Put no difference into your tone.

Wear no forced air of solemnity or sorrow.

A fellow member of the “Parents of Dead Kids Club” once told me that I would get the big frowny face from others when they spoke of my child.  And sure enough that has happened time and time again. It makes me feel just as uncomfortable as the comments on how I look. I still speak of Emily often, just as I do my other three children. And I don’t intend to stop. Her history is my history. Her life mattered and I will speak of her in the easy way which I always used. 

Laugh as we always laughed at the little jokes that we enjoyed together.

Play, smile, think of me, pray for me.

Let my name be ever the household word that it always was.

Let it be spoken without an effort, without the ghost of a shadow upon it.

There are times when my husband and I think of Emily and laugh at her goofiness, like when she announced at the age of 14 that her name was now, “Cloud!” There are so many little things that brought us so much joy. I try to talk about her with her siblings as casually as if she were still physically here. She is not a ghost. She is a strong presence in our hearts. 

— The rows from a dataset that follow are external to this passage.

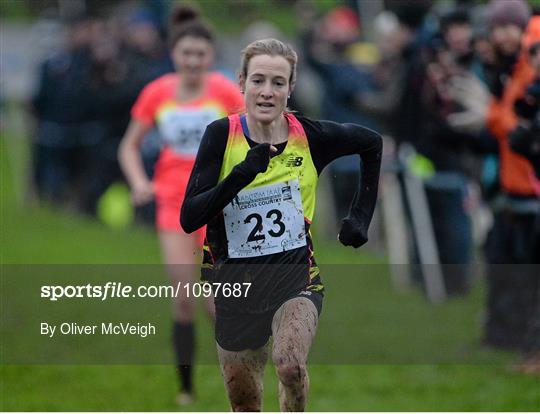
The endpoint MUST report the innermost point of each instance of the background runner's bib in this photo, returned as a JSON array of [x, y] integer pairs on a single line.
[[265, 220], [182, 128]]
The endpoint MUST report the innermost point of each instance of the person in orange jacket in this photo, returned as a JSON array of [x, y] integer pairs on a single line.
[[511, 289]]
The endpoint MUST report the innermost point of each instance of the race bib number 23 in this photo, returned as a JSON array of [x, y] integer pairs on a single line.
[[265, 220]]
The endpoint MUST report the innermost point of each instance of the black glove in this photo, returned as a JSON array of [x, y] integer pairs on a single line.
[[257, 159], [353, 233]]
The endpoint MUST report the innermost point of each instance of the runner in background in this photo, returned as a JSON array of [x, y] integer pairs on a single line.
[[181, 104]]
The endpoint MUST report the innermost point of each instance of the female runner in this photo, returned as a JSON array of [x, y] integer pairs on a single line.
[[181, 104], [254, 185]]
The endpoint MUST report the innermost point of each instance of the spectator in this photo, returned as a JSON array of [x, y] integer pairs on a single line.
[[510, 288]]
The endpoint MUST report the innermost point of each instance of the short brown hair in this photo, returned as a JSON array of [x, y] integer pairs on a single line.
[[272, 47]]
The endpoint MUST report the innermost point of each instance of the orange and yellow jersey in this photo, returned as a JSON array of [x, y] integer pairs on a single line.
[[181, 125]]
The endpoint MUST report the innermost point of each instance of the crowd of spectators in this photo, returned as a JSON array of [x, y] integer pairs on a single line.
[[461, 83]]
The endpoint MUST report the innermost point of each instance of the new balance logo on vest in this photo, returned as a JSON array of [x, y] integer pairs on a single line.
[[294, 161]]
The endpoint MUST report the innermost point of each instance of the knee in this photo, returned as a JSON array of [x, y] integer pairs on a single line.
[[184, 310], [243, 397], [291, 373]]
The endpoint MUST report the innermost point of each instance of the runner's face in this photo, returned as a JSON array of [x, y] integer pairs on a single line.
[[192, 57], [266, 87]]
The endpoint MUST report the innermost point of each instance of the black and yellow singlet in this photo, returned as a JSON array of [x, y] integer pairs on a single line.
[[260, 224]]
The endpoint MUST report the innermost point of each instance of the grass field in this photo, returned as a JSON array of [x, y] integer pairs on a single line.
[[39, 235]]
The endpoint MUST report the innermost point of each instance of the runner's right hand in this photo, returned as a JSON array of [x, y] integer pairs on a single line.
[[258, 158], [142, 193]]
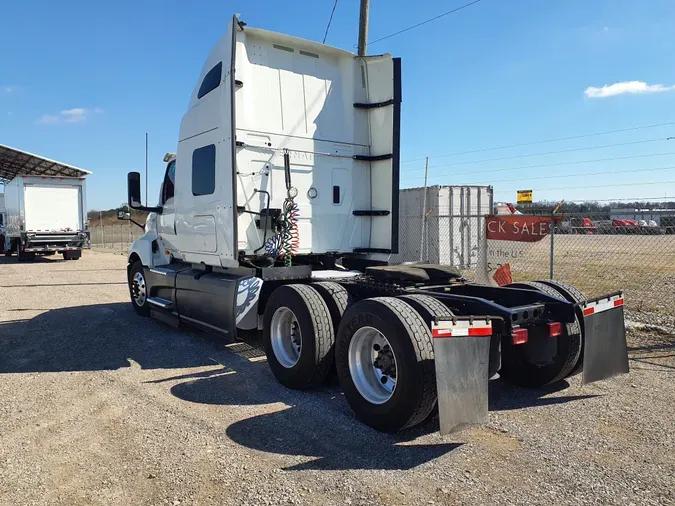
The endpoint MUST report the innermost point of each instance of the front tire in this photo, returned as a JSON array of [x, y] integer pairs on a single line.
[[298, 336], [138, 289], [385, 362]]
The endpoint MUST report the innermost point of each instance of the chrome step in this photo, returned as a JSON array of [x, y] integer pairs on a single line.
[[159, 302]]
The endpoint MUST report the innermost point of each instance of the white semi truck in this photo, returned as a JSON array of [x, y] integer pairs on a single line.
[[3, 219], [279, 212], [45, 215]]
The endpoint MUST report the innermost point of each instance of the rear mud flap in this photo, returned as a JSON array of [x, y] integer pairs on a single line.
[[605, 349], [462, 356]]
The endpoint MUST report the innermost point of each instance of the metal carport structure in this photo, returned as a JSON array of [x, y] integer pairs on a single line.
[[14, 162]]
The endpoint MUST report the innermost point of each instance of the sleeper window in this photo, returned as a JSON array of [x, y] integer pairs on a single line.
[[204, 170]]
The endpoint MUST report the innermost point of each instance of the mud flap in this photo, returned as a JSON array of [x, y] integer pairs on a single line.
[[605, 349], [462, 355]]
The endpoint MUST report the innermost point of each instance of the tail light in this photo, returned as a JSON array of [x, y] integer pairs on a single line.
[[519, 336], [554, 329]]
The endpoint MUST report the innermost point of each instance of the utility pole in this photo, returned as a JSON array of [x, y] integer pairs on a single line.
[[146, 168], [363, 27], [424, 210]]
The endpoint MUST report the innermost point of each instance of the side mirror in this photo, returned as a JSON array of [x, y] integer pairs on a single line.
[[134, 194], [134, 190]]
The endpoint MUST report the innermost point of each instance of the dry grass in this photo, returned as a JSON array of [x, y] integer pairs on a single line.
[[641, 265]]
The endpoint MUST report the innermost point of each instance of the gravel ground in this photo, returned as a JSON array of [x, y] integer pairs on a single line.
[[100, 406]]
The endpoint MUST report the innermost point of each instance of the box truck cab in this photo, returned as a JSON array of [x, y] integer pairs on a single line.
[[45, 206], [46, 215], [279, 213]]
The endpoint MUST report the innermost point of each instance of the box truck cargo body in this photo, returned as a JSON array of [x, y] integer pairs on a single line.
[[46, 215]]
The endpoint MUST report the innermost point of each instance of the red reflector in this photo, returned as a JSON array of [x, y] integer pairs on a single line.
[[480, 331], [519, 336], [554, 329]]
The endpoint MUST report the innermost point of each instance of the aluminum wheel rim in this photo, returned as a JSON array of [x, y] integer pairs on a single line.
[[286, 337], [138, 289], [372, 365]]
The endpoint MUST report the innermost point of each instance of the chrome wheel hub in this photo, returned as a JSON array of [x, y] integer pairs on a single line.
[[138, 289], [372, 365], [286, 337]]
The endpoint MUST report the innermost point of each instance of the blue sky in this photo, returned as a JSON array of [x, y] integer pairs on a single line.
[[83, 81]]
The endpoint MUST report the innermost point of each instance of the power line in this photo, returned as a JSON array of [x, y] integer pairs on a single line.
[[582, 136], [424, 22], [632, 199], [631, 171], [578, 174], [548, 153], [330, 20], [593, 186], [544, 165]]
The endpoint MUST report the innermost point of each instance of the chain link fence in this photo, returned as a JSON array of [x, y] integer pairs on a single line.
[[600, 254], [116, 237], [595, 252]]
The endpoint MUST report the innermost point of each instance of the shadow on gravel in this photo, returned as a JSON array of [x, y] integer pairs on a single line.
[[100, 337], [503, 396], [337, 443], [316, 424], [39, 259]]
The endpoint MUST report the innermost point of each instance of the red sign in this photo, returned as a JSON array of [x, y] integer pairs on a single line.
[[518, 228]]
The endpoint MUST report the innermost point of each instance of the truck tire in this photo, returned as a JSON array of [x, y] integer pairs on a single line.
[[385, 362], [517, 369], [572, 294], [298, 336], [20, 254], [337, 299], [138, 289]]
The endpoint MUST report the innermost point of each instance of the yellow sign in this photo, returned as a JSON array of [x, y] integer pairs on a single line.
[[524, 196]]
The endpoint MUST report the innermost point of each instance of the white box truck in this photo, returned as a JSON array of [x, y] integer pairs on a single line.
[[44, 216], [3, 219]]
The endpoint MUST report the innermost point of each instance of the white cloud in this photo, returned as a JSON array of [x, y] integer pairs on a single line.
[[625, 87], [77, 111], [74, 115], [49, 119]]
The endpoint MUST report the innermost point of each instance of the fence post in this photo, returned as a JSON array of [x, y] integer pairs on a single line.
[[552, 243]]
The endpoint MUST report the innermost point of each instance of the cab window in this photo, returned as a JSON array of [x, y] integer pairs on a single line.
[[211, 80], [169, 181]]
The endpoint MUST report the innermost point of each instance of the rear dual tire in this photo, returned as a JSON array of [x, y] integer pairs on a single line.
[[385, 322], [298, 336], [302, 349]]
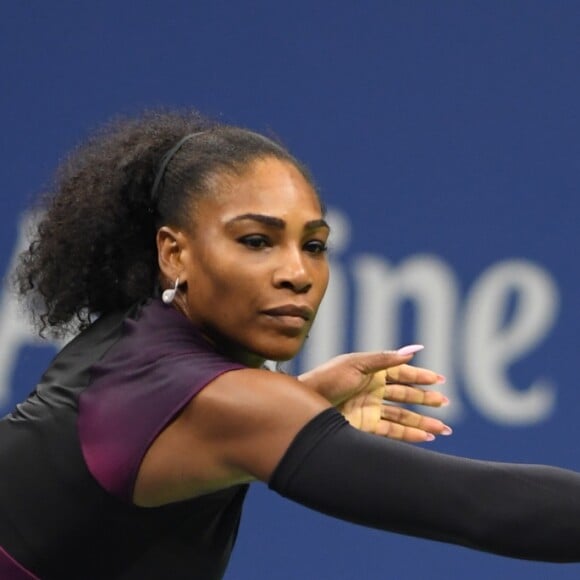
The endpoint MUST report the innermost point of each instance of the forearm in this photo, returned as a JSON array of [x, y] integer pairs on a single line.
[[530, 512]]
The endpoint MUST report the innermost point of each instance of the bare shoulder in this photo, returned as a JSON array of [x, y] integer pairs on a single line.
[[235, 430]]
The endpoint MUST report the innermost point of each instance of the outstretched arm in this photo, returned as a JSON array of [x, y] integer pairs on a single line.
[[522, 511]]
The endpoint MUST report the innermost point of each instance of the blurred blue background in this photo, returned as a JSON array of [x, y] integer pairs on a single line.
[[444, 137]]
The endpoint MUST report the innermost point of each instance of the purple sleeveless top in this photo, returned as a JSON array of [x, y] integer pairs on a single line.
[[159, 365], [71, 451]]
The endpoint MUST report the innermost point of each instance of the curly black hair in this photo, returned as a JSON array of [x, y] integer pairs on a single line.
[[93, 250]]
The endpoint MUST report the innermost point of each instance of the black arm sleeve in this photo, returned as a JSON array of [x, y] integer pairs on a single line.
[[523, 511]]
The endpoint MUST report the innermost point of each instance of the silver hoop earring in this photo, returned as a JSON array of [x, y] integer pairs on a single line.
[[169, 295]]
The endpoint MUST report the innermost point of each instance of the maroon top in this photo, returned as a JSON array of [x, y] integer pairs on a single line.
[[137, 389]]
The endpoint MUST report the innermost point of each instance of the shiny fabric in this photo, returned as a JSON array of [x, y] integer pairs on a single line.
[[57, 518]]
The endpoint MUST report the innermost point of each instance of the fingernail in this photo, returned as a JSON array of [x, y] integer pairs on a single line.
[[410, 349]]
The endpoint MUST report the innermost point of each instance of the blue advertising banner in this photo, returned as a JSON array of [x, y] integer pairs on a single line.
[[445, 140]]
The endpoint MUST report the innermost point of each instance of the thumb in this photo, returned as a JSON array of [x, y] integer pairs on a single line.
[[371, 362]]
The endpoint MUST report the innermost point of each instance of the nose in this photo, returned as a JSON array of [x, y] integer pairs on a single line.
[[293, 272]]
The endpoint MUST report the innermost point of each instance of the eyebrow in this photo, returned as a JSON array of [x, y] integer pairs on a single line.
[[277, 223]]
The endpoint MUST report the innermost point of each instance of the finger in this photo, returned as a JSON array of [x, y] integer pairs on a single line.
[[370, 362], [408, 374], [408, 418], [412, 395]]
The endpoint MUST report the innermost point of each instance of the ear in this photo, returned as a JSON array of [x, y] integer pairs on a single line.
[[171, 252]]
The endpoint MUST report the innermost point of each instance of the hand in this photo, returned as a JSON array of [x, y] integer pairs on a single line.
[[359, 384]]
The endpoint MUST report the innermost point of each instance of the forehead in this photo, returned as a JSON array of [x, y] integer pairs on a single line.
[[268, 186]]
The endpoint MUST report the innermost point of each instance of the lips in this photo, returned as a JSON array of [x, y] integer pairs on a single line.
[[292, 310]]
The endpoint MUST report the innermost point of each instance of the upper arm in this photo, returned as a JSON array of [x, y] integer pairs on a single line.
[[235, 430]]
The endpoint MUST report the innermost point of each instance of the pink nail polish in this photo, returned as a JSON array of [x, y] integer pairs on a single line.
[[410, 349]]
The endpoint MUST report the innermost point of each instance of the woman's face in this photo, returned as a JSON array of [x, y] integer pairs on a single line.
[[255, 264]]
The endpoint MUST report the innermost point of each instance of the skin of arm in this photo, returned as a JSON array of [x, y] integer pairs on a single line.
[[234, 431], [238, 428]]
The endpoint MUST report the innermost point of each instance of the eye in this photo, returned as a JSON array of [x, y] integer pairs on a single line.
[[316, 247], [255, 242]]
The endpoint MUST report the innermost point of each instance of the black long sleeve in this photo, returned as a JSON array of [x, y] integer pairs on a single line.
[[523, 511]]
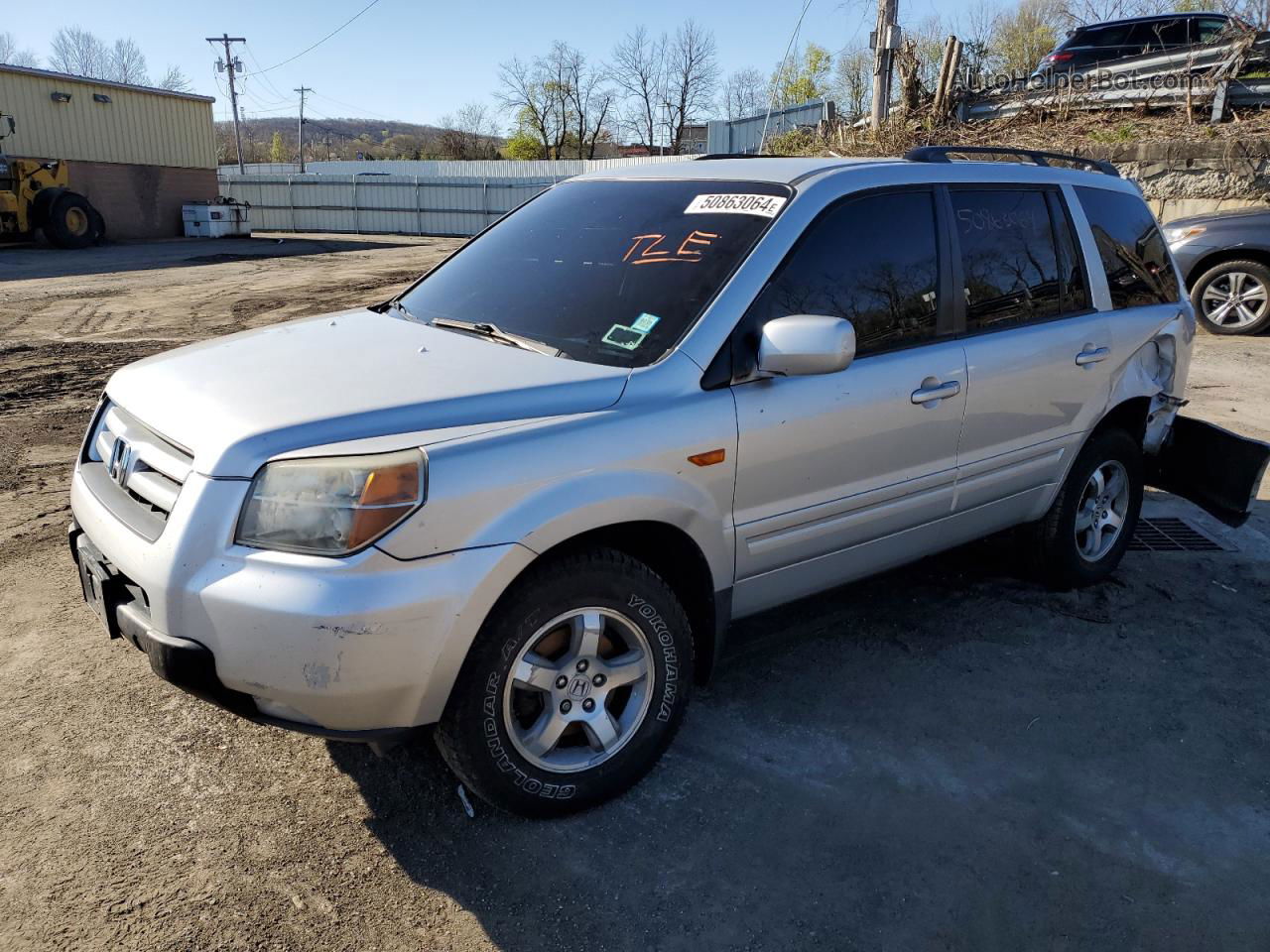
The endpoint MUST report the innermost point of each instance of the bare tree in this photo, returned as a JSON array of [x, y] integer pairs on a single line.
[[175, 80], [589, 98], [744, 93], [852, 82], [13, 56], [525, 90], [691, 79], [127, 63], [639, 68], [79, 53]]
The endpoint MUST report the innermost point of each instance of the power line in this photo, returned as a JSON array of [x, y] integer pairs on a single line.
[[322, 40], [255, 64]]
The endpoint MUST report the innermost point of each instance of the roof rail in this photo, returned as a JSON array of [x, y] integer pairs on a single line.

Life means all that it ever meant.

It is the same as it ever was.

There is absolute and unbroken continuity.

What is this death but a negligible accident?

Why should I be out of mind because I am out of sight?

I am but waiting for you, for an interval,

somewhere very near,

just round the corner.

It’s understandable to want to stop living and certainly stop laughing after such a great loss. Still, life has great meaning, the same as it ever was. I feel in the midst of living my life, Emily is still very near. 

All is well.

Nothing is hurt; nothing is lost.

One brief moment and all will be as it was before.

How we shall laugh at the trouble of parting when we meet again!

It is perhaps that last line that strikes the deepest chord of truth in my heart. All is well. My Emily is not lost. I look forward to it all being as it was before in one brief moment and hearing the sound of her laughter again. 

Look at me, and see the walking wounded. The scars are on the inside.